“Good boy, Kong!” she said.
He turned his head back at her, and looked her directly in the eye. She reached her hand out tentatively, and thumped his back with her palm. Her voice skipping, she said, “Oh, OK, there you go.” She laughed a little bit, and patted him once more. “Yes, good, yes.”
WHEN BILL RETURNED from his trip later that night, he found Christina sitting on his favorite chair in the corner of the living room, a copy of his second novel, On the Emperor’s Ridge, in her lap, and Kong at her feet. He jumped up when Bill entered the room, raced around him, then after a few pats, loped back over to Christina’s feet, and sat.
“What’s going on over here? Did we make friends?”
“We made friends,” she said, and recounted the incident in the woods.
“I can’t tell you how much this pleases me,” he said.
“I feel like everything is going to be fine now,” she said. “I think he just needed to save me.”
“He truly is a king among dogs,” said Bill.
“Well, I don’t know about that, but I do know that he’s a good boy,” she said, and patted Kong’s rump.

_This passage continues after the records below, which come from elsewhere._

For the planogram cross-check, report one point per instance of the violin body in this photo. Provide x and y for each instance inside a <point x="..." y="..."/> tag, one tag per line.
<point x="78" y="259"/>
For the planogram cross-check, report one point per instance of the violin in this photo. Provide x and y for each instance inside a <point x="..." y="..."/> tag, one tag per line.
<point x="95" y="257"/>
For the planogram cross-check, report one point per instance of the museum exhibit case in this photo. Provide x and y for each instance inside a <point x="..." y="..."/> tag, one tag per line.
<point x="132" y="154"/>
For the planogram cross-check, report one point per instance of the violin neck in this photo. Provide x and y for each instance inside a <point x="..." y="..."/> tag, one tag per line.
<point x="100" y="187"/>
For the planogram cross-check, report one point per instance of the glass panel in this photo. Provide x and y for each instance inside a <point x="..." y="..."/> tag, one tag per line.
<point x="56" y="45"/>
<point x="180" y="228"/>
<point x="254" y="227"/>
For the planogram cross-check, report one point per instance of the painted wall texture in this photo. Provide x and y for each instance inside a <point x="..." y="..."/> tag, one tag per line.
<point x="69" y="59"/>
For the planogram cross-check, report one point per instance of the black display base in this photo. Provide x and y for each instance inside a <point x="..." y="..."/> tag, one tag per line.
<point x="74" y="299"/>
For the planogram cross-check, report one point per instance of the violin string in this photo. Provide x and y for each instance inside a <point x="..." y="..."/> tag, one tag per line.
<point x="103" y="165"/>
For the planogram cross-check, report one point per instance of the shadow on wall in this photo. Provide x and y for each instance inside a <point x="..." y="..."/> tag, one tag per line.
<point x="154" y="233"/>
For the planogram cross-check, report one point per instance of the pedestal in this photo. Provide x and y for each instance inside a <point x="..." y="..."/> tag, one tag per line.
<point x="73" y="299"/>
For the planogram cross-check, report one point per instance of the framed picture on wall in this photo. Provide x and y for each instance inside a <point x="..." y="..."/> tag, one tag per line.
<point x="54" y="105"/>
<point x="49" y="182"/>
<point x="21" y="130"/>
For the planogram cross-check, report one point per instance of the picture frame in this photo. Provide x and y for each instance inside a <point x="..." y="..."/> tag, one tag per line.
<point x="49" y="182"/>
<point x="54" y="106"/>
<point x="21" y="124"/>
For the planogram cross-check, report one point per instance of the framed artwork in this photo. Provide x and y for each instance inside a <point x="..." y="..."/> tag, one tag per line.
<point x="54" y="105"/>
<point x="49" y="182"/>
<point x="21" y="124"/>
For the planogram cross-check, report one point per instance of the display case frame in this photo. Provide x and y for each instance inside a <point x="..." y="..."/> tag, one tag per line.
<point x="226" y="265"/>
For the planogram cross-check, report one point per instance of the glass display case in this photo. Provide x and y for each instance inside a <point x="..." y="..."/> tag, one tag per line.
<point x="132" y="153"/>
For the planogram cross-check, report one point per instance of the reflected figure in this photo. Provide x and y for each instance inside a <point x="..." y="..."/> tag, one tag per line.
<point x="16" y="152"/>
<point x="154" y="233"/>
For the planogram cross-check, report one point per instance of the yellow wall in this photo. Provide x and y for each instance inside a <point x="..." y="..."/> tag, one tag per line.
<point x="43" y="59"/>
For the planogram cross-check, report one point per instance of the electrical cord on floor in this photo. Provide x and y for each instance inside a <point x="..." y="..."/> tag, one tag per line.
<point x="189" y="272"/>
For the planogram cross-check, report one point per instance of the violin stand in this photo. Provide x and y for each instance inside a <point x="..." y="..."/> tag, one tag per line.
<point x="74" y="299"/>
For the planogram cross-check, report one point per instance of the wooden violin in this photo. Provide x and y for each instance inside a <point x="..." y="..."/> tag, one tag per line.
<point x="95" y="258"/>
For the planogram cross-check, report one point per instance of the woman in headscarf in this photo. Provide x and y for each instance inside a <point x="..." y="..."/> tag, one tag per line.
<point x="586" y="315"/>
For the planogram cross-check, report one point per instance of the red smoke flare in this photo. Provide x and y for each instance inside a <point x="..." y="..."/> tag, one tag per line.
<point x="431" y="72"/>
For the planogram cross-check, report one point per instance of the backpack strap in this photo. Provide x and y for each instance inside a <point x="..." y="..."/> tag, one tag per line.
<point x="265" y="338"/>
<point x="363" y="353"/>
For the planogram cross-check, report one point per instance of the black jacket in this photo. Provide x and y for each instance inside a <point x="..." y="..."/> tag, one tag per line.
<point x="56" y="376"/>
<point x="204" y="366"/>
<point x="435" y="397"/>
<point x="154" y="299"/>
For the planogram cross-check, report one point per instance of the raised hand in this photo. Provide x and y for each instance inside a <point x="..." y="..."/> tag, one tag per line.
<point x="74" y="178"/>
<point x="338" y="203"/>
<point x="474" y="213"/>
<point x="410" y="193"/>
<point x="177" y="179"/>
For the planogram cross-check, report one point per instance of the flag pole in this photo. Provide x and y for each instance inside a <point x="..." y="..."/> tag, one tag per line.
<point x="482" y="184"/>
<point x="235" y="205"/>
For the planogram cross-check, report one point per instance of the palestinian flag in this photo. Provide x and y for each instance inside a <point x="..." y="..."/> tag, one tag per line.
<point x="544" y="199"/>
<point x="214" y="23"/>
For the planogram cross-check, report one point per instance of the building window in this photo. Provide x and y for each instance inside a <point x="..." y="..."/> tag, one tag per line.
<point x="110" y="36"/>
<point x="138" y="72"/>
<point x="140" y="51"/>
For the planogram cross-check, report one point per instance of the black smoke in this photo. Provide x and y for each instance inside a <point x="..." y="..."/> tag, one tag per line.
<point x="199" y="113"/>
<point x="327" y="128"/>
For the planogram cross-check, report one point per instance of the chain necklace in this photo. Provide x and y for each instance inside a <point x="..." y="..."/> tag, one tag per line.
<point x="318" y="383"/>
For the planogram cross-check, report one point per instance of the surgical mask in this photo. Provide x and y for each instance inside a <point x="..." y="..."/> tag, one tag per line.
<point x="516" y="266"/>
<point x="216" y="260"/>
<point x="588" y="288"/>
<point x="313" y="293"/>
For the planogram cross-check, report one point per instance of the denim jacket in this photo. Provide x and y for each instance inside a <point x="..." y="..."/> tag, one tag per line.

“OVER HERE,” said Christina. “That’s where I saw the deer.” They were heading back up to the peak again, so Bill could see where the actual bonding had occurred. Bill had insisted on getting up the next morning, as soon as the sun rose. He said it was because it would be cooler earlier in the day, but she thought he seemed a little restless, and, frankly, jealous at how close Christina and the dog had become in just one day.
“You’re always going to be the leader of the pack,” she assured him. “I’m just the damsel in distress.” It amused her tremendously that this dog saw her as weak and defenseless. But she had to admit she was glad he had been there, even though it had been just a deer.
“That’s the spot,” she said, and pointed.
Bill and Kong stood there, both peering into the bushes, as if they could uncover some great mystery of the universe with the force of their vision. My heroes, thought Christina. She walked up the trail ahead of them, near a pair of manzanitas, and leveled her footing on a small space of flat land. Behind her she heard them traipse into the bushes, and the crisp noise of their feet on the leaves. What does he think he’s going to find in there, she thought. Deer shit?
Christina placed her hand gently on one of the trees. Kong let out a bark, and she heard Bill hush him. She began to finger the peeling trunk, scraping off small bits along the way. As she watched the skin flutter to the ground, she felt extremely satisfied. It was as if she were tidying up the tree. Grooming it. When I am done with this tree, it will be the most perfect tree on the mountain. I can make it work. I can make it happen.
There was a rustle, closer to her, and she looked up the trail, past a trail marker, past a mess of shrubs, till her gaze arrived at a mountain lion, the eyes in his squat head glowering at her above his slender frame, his long tail cutting calmly through the air. Christina jumped back, and fell into a tree. She felt her head collide with something, a branch maybe, and it stung deeply. She sunk to the ground. “Bill!” she yelled. “There’s a mountain lion!”
“I can’t hear you,” she heard back.
“Bill, there’s a goddamn mountain lion!” she screamed. She met its golden eyes. It still hadn’t moved.
Suddenly Kong came running out of the bushes and up the path, Bill following a moment later. Kong took a moment to make eye contact with the other animal, and let out a low growl. Bill stood back away from the two animals and Christina. Kong began to bark, and then burst up the trail toward the mountain lion, who turned and ran. The dog followed him into the bushes. There was a tumble of noise, and some moans and cries of an animal, and then the rustle of leaves. Bill gingerly walked to Christina and leaned down next to her. She put her hand on the back of her head. It felt sticky. “I think I’m bleeding,” she said.
And then Kong emerged, triumphant, from the bushes, and Bill stood.
“Did you get him boy? Did you get him good?” He strode over to his dog. “Holy shit, did you see that, Christina? He took him. He fucking took him.” Kong gave a mighty shake of his head. “That’s why I have this dog, for exactly that reason.” He slapped Kong’s back, ruffled his head. “Yes, Kong, good dog. Yes, you are.” He pulled his hand up and examined it. It was red. “He got you a little bit, didn’t he, boy? But I bet he looks worse.”
Christina hoisted herself up on the manzanita tree, the flakes of trunk falling under her fingertips.
He turned back and smiled at Christina, his cheeks burned with red. “Did you see him, Christina? Did you see what my dog did?”